REPUBLIKA.CO.ID,
JAKARTA -- Pengamat dari Asosiasi Ekonomi Politik Indonesia (AEPI), Salamudin Daeng mengkhawatirkan rencana Presiden terpilih Joko Widodo menempatkan bos-bos perusahaan multinasional dalam kabinet.
Ia khawatir rencana itu akan berbahaya karena bos perusahaan banyak yang tersandera cukong, oleh karena itu Jokowi jangan sampai tersandera. Ia menilai Jokowi bisa mencoreng ideologi Trisakti ala Soekarno yang selama ini diusung kalau benar-benar salah memilih calon menteri. Terlebih, ESDM menjadi salah satu sektor paling menggiurkan bagi para pebisnis, terutama perusahaan multinasional.
"Sejauh ini sektor migas telah menjadi ajang pengerukan kartel internasional, sindikat bisnis, dan mafia dalam kekuasaan secara bersama-sama. Para pebisnis yang menjarah minyak, tambang, hutan Indonesia, tidak layak menempatkan CEO dan orangnya dalam jajaran kabinet," katanya, Rabu (17/9).
Niat Jokowi-JK yang meminta profesional kader partai melepas embel-embel politik patut diacungi jempol. Namun, jangan sampai lepas dari cengkraman partai politik, justru membuat Jokowi-JK tersandera para cukong.
"Mestinya Jokowi juga menyatakan komitmennya untuk membebaskan kabinet dari para pebisnis, orang yang terlibat langsung dalam bisnis, baik sebagai CEO perusahaan asing, maupun perusahaan nasional," katanya.
Konflik kepentingan (conflict of interest) tidak cuma terjadi antara parpol. Bagi Salamudin, konflik kepentingan bisa saja terjadi antara pemerintah dan pebisnis yang menancapkan kukunya dalam kabinet. Oleh karena itu, dirinya meminta Jokowi membangun komitmen agar para menteri harus bebas sama sekali dari perusahaan-perusahaan yang selama ini menggerogoti kekayaan nasional.
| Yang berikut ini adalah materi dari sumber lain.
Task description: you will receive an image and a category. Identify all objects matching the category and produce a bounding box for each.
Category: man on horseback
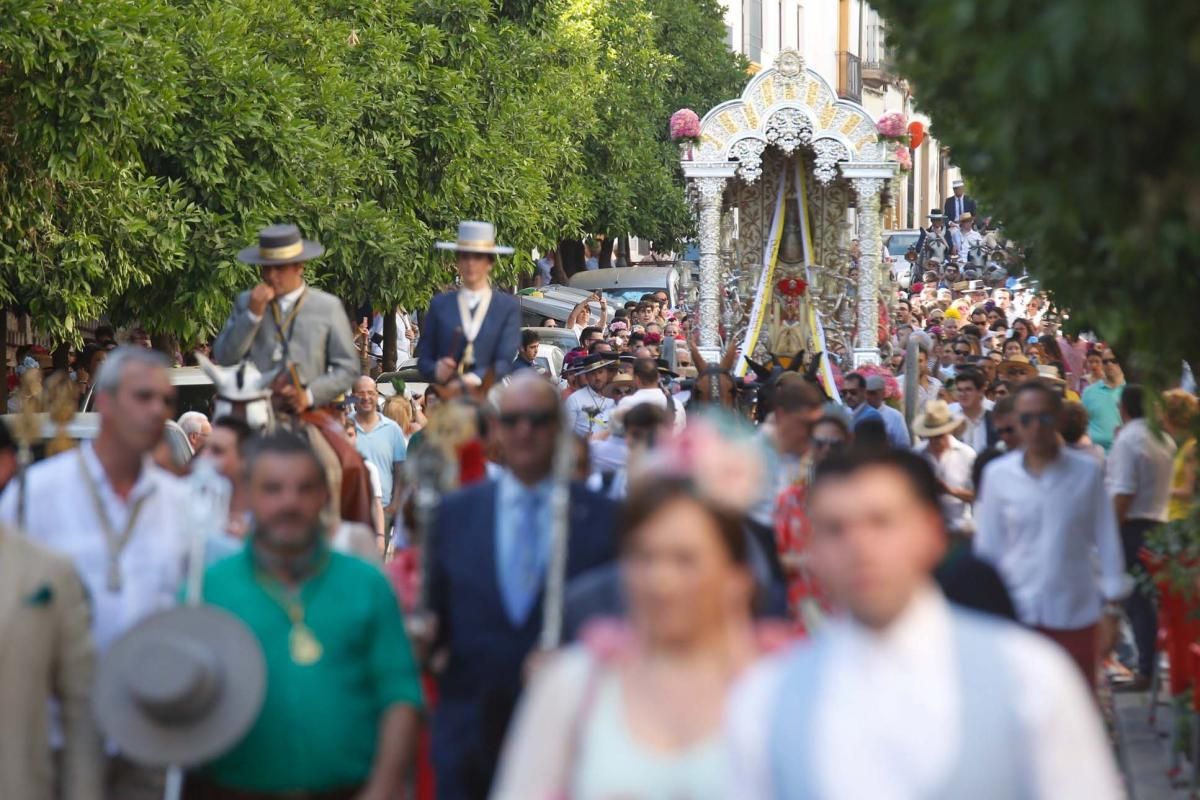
[212,224,359,414]
[917,209,950,271]
[416,221,521,386]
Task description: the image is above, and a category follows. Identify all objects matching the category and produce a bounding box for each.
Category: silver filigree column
[696,176,725,348]
[842,163,895,369]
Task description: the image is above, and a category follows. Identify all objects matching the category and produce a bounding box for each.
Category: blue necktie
[504,492,542,625]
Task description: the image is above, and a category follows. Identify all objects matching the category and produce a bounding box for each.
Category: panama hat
[1038,363,1067,386]
[92,606,266,768]
[912,401,966,439]
[434,219,512,255]
[996,355,1038,378]
[238,223,325,266]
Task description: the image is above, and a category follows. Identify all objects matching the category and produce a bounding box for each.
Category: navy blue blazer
[416,289,521,380]
[430,479,617,800]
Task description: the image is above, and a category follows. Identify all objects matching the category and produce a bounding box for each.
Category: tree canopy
[875,0,1200,375]
[0,0,744,341]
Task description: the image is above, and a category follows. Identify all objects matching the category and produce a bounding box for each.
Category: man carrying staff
[416,221,521,386]
[212,224,359,414]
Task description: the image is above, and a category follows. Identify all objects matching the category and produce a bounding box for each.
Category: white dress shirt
[619,389,688,433]
[564,386,617,437]
[974,447,1132,630]
[916,437,976,534]
[1108,420,1176,522]
[726,588,1124,800]
[0,444,188,652]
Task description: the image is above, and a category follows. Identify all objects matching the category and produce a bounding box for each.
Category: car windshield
[887,233,920,255]
[601,287,662,308]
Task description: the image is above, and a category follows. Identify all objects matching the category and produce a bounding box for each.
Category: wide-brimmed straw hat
[996,355,1038,378]
[434,219,512,255]
[92,606,266,768]
[1038,363,1067,386]
[912,401,966,439]
[238,223,325,266]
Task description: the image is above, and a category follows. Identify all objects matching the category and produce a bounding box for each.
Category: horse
[196,354,371,529]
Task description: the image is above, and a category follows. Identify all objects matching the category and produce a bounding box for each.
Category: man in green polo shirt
[187,434,421,800]
[1080,348,1124,452]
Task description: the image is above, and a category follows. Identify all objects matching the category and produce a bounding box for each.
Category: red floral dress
[775,472,828,633]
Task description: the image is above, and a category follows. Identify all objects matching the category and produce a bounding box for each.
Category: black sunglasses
[499,411,558,428]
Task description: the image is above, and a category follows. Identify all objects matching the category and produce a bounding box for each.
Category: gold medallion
[288,622,323,667]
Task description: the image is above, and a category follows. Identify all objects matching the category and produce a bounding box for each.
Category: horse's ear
[785,350,804,372]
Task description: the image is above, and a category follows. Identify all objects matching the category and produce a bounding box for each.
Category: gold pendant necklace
[288,620,324,667]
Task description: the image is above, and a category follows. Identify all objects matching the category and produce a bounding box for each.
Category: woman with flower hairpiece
[492,421,782,800]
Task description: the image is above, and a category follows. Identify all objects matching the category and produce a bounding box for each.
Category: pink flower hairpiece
[630,414,767,513]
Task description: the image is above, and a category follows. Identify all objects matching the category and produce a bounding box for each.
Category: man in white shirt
[950,368,997,453]
[564,353,617,437]
[1108,384,1175,691]
[614,357,688,433]
[912,401,976,536]
[726,450,1124,800]
[974,380,1130,680]
[0,345,190,798]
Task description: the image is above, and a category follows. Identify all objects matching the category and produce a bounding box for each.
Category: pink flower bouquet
[671,108,700,142]
[876,112,908,139]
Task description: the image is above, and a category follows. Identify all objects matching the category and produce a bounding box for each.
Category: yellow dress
[1166,439,1196,521]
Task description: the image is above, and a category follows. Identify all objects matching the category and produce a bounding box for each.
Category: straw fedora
[92,606,266,768]
[238,223,325,266]
[434,219,512,255]
[996,355,1038,378]
[1038,363,1067,386]
[912,401,966,439]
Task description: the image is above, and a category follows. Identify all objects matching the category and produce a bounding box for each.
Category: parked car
[566,266,682,308]
[524,325,580,353]
[514,284,600,328]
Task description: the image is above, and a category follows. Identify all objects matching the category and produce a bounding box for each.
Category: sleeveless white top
[570,673,730,800]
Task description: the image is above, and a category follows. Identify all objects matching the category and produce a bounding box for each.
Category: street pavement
[1111,692,1190,800]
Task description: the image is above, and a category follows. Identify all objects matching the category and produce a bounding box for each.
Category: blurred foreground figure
[492,420,785,800]
[726,452,1124,800]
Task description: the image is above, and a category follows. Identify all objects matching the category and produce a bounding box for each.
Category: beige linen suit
[0,525,104,800]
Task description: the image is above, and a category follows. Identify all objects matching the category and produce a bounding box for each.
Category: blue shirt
[496,470,552,625]
[354,414,408,505]
[1080,380,1124,452]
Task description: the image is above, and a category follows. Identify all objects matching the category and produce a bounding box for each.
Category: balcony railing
[838,52,863,103]
[863,50,899,89]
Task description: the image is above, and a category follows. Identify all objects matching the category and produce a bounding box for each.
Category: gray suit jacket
[212,287,361,405]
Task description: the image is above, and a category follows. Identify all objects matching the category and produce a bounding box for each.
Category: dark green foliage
[0,0,744,342]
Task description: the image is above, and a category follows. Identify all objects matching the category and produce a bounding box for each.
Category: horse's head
[196,353,278,431]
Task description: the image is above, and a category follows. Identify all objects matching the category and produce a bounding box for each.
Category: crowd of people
[0,222,1196,800]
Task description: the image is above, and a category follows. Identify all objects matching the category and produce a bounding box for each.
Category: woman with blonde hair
[1163,389,1200,521]
[491,422,766,800]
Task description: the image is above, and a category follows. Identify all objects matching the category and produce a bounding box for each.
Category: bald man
[430,373,616,800]
[354,375,408,523]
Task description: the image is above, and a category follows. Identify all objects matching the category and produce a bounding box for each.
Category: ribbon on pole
[733,166,787,378]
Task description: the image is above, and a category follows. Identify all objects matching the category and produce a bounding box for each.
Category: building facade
[725,0,959,230]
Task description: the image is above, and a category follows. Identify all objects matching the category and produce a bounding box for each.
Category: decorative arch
[695,49,884,184]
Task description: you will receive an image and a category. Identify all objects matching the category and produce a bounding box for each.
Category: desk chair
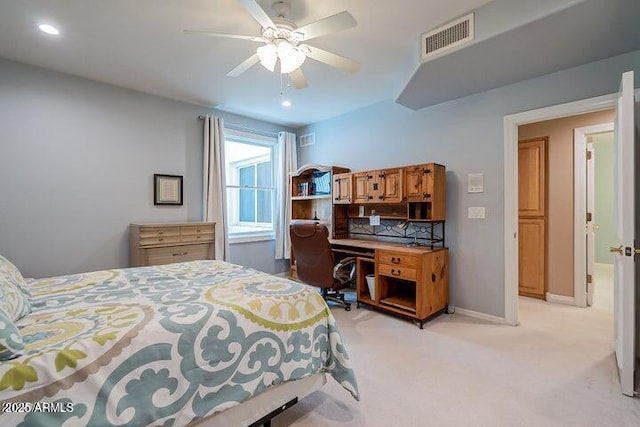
[289,221,356,311]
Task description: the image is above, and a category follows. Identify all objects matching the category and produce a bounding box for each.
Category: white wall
[0,60,286,277]
[298,51,640,317]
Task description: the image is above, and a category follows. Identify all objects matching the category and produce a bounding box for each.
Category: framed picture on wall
[153,173,182,206]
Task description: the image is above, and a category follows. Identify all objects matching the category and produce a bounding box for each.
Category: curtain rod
[198,114,278,137]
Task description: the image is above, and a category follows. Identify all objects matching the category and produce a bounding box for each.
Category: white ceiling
[0,0,496,127]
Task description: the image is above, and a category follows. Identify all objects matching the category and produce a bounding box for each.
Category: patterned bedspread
[0,261,358,427]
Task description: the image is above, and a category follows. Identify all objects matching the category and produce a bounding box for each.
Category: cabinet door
[404,166,425,202]
[518,218,545,299]
[333,173,351,204]
[378,169,402,203]
[353,172,370,203]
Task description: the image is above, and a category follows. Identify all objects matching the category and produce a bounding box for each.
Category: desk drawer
[378,264,417,281]
[147,243,213,265]
[180,225,214,243]
[140,227,180,246]
[378,250,418,269]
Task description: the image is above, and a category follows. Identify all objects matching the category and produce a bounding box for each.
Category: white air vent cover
[300,133,316,147]
[421,13,473,61]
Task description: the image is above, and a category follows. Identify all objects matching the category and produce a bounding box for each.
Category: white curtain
[202,115,229,260]
[276,132,298,259]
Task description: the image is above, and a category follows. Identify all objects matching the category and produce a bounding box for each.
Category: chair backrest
[289,221,336,288]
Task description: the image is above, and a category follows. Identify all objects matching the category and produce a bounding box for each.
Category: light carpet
[272,297,640,427]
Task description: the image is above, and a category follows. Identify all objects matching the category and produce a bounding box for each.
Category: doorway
[518,109,615,307]
[504,94,617,326]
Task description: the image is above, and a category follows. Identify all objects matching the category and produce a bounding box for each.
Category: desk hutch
[291,163,449,328]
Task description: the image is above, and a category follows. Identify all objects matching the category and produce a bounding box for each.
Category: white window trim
[225,128,278,244]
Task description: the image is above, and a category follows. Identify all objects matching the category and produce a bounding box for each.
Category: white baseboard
[456,306,507,325]
[547,292,576,305]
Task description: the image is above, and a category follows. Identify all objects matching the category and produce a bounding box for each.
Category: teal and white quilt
[0,261,358,427]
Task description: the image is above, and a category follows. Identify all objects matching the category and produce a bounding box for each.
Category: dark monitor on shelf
[312,171,331,195]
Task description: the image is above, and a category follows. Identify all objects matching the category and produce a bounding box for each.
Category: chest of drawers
[129,222,215,267]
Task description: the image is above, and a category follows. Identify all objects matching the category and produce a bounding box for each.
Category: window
[225,129,276,242]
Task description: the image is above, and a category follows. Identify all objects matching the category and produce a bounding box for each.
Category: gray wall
[592,132,618,264]
[0,60,286,277]
[298,51,640,317]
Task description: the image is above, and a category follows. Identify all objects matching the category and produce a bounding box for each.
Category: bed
[0,256,359,426]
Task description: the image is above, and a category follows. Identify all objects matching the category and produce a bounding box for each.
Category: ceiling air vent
[421,13,473,61]
[300,133,316,147]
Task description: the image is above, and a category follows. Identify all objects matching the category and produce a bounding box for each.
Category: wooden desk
[330,239,449,329]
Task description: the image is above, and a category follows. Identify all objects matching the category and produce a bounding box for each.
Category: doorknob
[609,245,623,255]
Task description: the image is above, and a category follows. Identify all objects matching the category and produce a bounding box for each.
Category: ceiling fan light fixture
[277,40,307,74]
[256,43,278,72]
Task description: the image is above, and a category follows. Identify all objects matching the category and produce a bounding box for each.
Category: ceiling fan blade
[300,44,360,73]
[240,0,276,28]
[295,10,358,40]
[184,30,264,43]
[227,53,260,77]
[289,68,309,89]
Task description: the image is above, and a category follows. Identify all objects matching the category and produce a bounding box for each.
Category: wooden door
[378,168,402,203]
[518,218,546,298]
[518,138,547,299]
[518,138,547,217]
[333,173,351,205]
[353,172,369,203]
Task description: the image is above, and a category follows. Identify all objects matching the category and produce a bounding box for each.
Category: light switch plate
[467,206,486,219]
[467,173,484,193]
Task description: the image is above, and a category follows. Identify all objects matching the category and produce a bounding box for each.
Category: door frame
[573,122,614,307]
[503,93,618,326]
"Para pebisnis ini jauh lebih berbahaya dari pengurus parpol. Pengurus parpol masih memiliki tanggung jawab kepada konstituen, sehingga dia akan sangat berhitung jika sepak terjangnya merugikan konstituennya. Sementara pebisnis, kartel dan sindikat internasional, hanya bertanggung jawab kepada keuntungan dan uang," katanya.